Me Groleau a expliqué que la demande de sursis provisoire visait justement les dispositions qui, selon la FMSQ, «empêchaient les médecins de prendre des décisions, des choix de vie qui sont fondamentaux, qui appartiennent à la liberté la plus essentielle de toute personne comme: qu’est-ce qu'on veut faire dans la vie, où est-ce qu'on veut vivre, est-ce qu'on veut continuer de travailler dans un réseau? Il y avait des médecins qui avaient peur des conséquences de parler avec des collègues ou avec des conjoints des choix de vie qu'ils allaient faire», a-t-il expliqué aux médias en fin de journée.

Le juge doit trancher

Devant le juge Nollet, il a reconnu qu’«on ne demande rien de mieux que d’avoir tort», avec cette interprétation plus extrême.

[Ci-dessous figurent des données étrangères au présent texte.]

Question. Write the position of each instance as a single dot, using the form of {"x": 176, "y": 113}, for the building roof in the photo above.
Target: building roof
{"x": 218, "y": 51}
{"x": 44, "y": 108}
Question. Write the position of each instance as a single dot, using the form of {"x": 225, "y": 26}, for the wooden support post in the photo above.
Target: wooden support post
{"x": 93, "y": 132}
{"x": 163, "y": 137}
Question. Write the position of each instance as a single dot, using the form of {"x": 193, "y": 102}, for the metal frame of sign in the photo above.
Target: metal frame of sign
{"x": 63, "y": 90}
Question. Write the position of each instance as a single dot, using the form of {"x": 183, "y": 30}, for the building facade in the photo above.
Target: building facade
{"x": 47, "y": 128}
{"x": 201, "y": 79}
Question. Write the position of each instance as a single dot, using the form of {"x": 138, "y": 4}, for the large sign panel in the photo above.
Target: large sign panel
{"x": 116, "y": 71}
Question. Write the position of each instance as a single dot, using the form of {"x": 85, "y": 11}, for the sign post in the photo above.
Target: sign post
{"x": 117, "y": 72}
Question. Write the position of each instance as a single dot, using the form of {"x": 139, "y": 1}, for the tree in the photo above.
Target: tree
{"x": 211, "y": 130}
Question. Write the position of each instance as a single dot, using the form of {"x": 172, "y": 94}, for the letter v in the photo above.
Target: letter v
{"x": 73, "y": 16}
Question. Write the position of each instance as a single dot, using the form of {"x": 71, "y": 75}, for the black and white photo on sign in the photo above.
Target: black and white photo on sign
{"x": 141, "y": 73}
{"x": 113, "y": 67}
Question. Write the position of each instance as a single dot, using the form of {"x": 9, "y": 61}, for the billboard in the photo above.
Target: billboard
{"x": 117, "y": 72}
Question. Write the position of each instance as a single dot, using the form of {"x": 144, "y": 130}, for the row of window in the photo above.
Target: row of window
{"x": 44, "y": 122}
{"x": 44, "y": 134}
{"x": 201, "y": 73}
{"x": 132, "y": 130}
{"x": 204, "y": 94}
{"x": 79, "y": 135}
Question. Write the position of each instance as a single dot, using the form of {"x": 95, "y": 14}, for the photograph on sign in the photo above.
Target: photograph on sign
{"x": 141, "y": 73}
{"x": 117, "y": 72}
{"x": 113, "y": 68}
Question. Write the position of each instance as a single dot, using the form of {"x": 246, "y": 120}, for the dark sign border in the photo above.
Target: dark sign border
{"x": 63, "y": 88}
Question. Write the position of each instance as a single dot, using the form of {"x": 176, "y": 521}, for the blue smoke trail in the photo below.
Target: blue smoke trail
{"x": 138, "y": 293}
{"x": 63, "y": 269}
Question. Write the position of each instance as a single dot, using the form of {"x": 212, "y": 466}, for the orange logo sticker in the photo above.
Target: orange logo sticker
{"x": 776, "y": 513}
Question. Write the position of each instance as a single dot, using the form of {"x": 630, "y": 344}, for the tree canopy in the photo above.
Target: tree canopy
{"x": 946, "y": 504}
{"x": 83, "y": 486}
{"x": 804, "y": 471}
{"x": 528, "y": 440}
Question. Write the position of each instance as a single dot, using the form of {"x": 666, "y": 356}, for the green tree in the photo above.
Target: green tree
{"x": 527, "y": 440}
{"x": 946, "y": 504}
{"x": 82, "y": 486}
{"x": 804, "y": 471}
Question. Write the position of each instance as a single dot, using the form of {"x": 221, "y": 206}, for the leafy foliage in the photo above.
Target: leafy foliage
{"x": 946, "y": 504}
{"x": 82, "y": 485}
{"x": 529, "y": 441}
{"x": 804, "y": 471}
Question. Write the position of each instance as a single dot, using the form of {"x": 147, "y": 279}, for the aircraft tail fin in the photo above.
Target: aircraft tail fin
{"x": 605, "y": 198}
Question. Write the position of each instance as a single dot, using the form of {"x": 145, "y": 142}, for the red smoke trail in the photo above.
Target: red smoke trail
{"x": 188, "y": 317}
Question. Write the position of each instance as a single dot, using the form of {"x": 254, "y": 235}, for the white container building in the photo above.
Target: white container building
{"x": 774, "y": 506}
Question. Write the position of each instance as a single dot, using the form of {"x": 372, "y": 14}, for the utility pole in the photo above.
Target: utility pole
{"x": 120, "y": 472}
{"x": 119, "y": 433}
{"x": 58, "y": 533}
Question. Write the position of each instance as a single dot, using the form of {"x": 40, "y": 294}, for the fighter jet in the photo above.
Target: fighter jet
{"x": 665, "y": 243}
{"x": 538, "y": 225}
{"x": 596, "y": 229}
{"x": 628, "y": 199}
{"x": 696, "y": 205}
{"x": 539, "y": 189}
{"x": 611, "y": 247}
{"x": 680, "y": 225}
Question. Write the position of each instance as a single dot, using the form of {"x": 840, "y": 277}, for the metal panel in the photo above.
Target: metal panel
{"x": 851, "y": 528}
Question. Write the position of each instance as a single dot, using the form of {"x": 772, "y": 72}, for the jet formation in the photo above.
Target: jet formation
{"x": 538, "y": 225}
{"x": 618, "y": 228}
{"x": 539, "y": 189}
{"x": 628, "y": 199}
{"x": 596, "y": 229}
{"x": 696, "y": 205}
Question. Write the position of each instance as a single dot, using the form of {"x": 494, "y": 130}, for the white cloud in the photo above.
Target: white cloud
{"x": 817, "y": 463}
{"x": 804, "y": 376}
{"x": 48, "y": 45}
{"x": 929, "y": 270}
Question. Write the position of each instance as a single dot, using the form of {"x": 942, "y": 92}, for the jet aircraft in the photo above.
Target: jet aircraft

Or, a-t-il précisé devant les journalistes, «le Procureur général du Québec a simplement proposé une interprétation de cette loi-là qui, selon nous, protège les intérêts des médecins et fait en sorte que leurs libertés fondamentales vont être protégées».

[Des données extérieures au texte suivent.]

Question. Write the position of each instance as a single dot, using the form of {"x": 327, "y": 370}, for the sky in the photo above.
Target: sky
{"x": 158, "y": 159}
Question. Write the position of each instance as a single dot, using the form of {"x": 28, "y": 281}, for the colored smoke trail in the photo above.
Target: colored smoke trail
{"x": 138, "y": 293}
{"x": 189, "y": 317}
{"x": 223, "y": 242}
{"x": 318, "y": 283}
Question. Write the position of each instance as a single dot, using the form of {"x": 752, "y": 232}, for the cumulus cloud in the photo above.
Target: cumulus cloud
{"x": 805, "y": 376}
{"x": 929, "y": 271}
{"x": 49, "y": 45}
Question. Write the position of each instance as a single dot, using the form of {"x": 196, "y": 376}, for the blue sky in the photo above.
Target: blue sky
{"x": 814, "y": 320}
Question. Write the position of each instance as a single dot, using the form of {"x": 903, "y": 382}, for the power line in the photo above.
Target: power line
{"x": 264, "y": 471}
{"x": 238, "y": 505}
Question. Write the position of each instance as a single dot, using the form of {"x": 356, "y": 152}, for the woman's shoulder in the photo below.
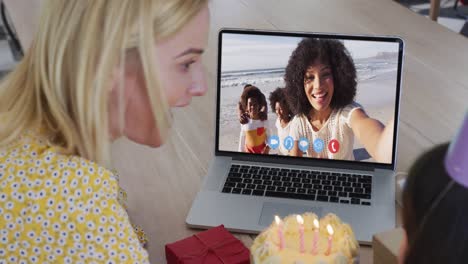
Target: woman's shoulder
{"x": 36, "y": 158}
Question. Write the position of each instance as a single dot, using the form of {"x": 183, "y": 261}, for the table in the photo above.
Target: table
{"x": 434, "y": 97}
{"x": 161, "y": 183}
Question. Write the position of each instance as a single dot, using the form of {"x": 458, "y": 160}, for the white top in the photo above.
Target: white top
{"x": 336, "y": 127}
{"x": 283, "y": 132}
{"x": 252, "y": 125}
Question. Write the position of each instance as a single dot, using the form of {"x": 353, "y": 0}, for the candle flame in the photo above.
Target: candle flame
{"x": 299, "y": 219}
{"x": 316, "y": 223}
{"x": 277, "y": 220}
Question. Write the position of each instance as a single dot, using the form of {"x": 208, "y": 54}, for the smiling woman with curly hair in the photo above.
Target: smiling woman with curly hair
{"x": 321, "y": 85}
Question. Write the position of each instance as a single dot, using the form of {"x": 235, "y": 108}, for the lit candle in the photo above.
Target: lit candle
{"x": 279, "y": 224}
{"x": 300, "y": 220}
{"x": 317, "y": 226}
{"x": 330, "y": 236}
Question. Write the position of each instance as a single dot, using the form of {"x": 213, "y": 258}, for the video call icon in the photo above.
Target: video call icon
{"x": 273, "y": 142}
{"x": 288, "y": 143}
{"x": 303, "y": 144}
{"x": 319, "y": 145}
{"x": 334, "y": 146}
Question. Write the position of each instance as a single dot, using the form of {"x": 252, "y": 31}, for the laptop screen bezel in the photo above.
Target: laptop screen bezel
{"x": 307, "y": 161}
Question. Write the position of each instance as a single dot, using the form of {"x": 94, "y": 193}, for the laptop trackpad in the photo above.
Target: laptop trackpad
{"x": 271, "y": 209}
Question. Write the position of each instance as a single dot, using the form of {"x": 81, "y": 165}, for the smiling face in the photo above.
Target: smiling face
{"x": 318, "y": 85}
{"x": 181, "y": 76}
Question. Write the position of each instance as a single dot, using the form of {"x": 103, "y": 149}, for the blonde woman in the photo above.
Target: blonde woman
{"x": 96, "y": 71}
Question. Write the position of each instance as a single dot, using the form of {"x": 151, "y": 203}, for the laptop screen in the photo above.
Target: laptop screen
{"x": 308, "y": 96}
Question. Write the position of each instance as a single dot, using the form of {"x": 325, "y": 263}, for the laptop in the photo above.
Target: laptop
{"x": 247, "y": 185}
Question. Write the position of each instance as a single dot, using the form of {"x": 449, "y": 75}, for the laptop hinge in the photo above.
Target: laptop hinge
{"x": 308, "y": 163}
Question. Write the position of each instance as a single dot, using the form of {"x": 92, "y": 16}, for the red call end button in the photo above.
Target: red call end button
{"x": 334, "y": 146}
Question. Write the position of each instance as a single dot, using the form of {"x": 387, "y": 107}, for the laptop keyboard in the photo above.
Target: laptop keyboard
{"x": 310, "y": 185}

Cependant, ce n’est pas parce que le PGQ propose cette interprétation devant le tribunal qu’elle sera retenue dans l’avenir. Les parties ont toutes deux fait valoir que le juge devait lui-même trancher quant à l’interprétation à donner aux dispositions en question, de manière à éviter toute autre interprétation par la suite.

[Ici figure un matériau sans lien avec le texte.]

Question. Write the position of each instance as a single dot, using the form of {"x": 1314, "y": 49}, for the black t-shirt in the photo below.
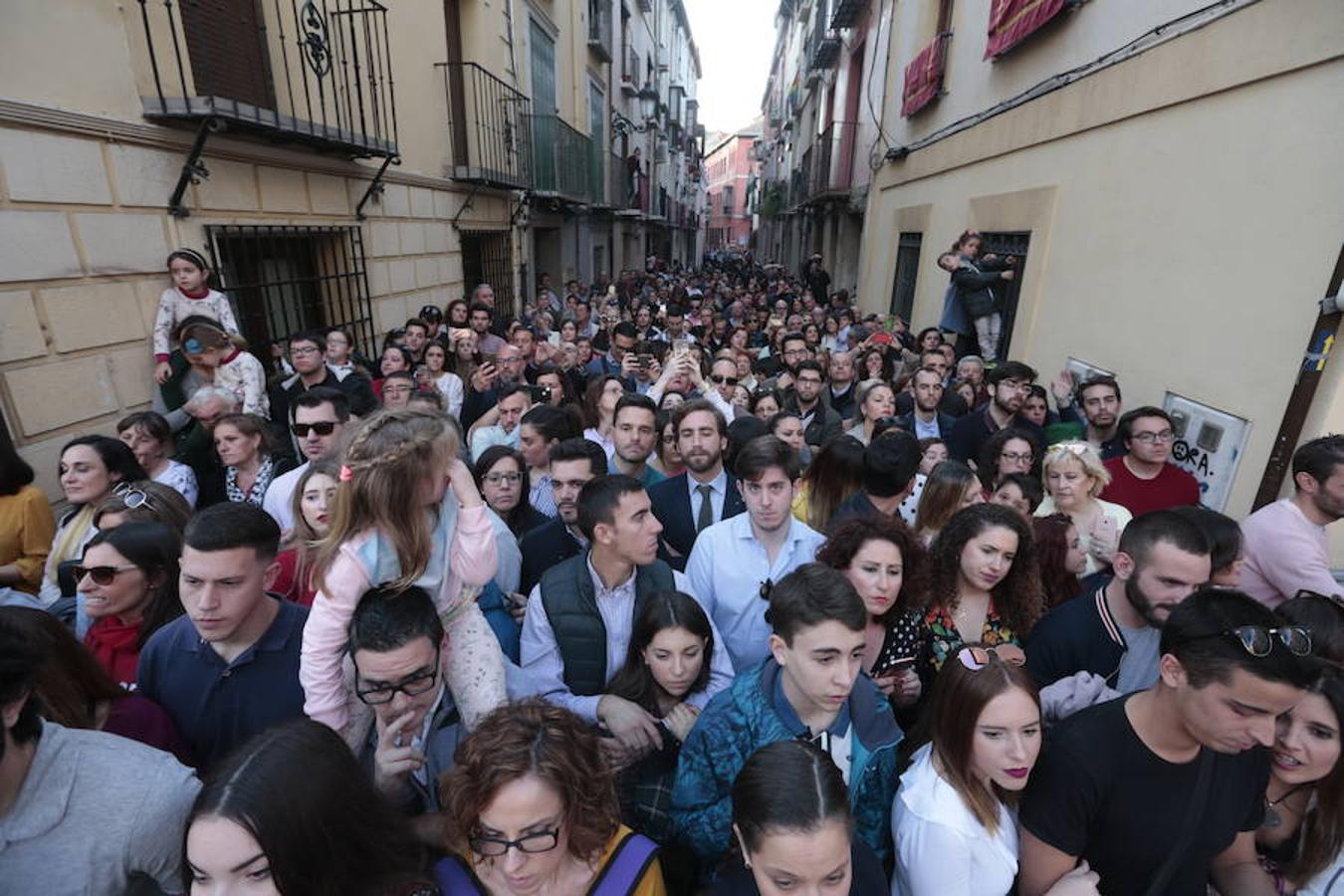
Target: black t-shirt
{"x": 1099, "y": 792}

Les avocats ont alors invoqué un article rarement utilisé dans le Code de procédure civile, l’article 209, en vertu duquel «les parties à l’instance peuvent, conjointement, soumettre à la décision du tribunal un différend qu’elles ont relativement à une question de droit soulevée par le litige».

Les équipes d’avocats de la FMSQ et du PGQ se sont donc retirées une bonne partie de la journée afin de préparer un document conjoint proposant au juge d’entériner l’interprétation du PGQ de manière à «lever l’ambiguïté» entourant les articles litigieux. Ce n’est qu’en fin d’après-midi que ce document a été présenté au juge Nollet qui se donnera le temps de réfléchir avant de décider s’il endosse ou non l’interprétation du Procureur général du Québec.

Le débat de fond restera à faire

La demande de sursis provisoire n’aura donc finalement pas été entendue du tout et sera retirée si le juge Nollet donne force de loi à l’interprétation du PGQ. Toutefois, si le magistrat estime qu’il ne peut pas interpréter la loi de cette façon en raison de la manière dont elle a été écrite, la FMSQ reviendra à la charge avec sa demande de sursis provisoire, qui est une procédure d’urgence pour empêcher son application en attendant que le débat sur le fond ait lieu.

Ce débat de fond, il aura lieu quoiqu’il advienne de la décision du juge Nollet, puisque les spécialistes contestent toujours la constitutionnalité de la loi 2, mais il ne sera traité que plus tard. Ils maintiennent que cette loi porte atteinte aux droits fondamentaux protégés par les Chartes canadienne et québécoise, notamment en ce qui a trait à la liberté d’association et la liberté d’expression parce qu’elle interdit aux médecins d’exercer des moyens de pression ou d’encourager leurs collègues à en faire sous peine d’amendes sévères tant pour eux individuellement que pour leurs syndicats.

La Fédération des médecins omnipraticiens est également partie à la contestation de fond du litige. Quant à la Fédération médicale étudiante, son avocate Me Sibel Ataogul, doit faire des représentations auprès du juge Nollet vendredi en fin de journée à la lumière de ces nouveaux développements, en lien cette fois avec les dispositions de la loi 2 qui visent plus spécifiquement les étudiants en médecine et leurs associations.